Analysts have predicted a more competitive EU market, with third-party devices gaining up to 15-20% more adoption by 2027, per IDC estimates, reducing Apple’s ecosystem lock-in. For consumers, it means greater choice and potentially lower prices, though Apple warns of fragmented experiences.

Globally, similar regulations—like the U.S. Department of Justice’s antitrust case against Apple (ongoing since 2024)—could inspire broader changes, though Apple maintains these EU tweaks won’t extend outside the bloc without mandates. iOS 26.3 is anticipated for public release by late January 2026, following the beta cycle.

While these interoperability tweaks dominate EU-specific headlines, the update may include broader improvements like enhanced privacy tools or bug fixes, though details remain limited.
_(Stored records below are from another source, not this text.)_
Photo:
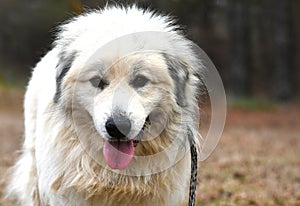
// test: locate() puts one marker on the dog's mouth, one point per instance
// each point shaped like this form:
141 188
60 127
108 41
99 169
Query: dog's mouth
118 154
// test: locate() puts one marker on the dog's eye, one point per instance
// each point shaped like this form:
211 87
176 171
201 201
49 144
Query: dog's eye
139 81
98 82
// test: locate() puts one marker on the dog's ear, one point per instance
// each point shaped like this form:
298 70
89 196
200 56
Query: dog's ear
64 64
179 73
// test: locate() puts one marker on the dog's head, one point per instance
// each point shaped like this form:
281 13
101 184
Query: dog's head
139 87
Apple has consistently framed DMA compliance as challenging privacy and security standards, but has proceeded with implementations under regulatory pressure, avoiding fines thus far in this domain.

The company did not immediately comment on the Commission’s praise. However, the DMA scrutiny is forcing potential expansions to additional features like AirDrop, Wi-Fi sharing, or even iMessage integration. These updates signal growing openness in Apple’s iOS ecosystem for European consumers, even as debates persist over innovation versus regulation. With the EU’s digital single market valued at over €1 trillion, such shifts could reshape tech competition for years to come.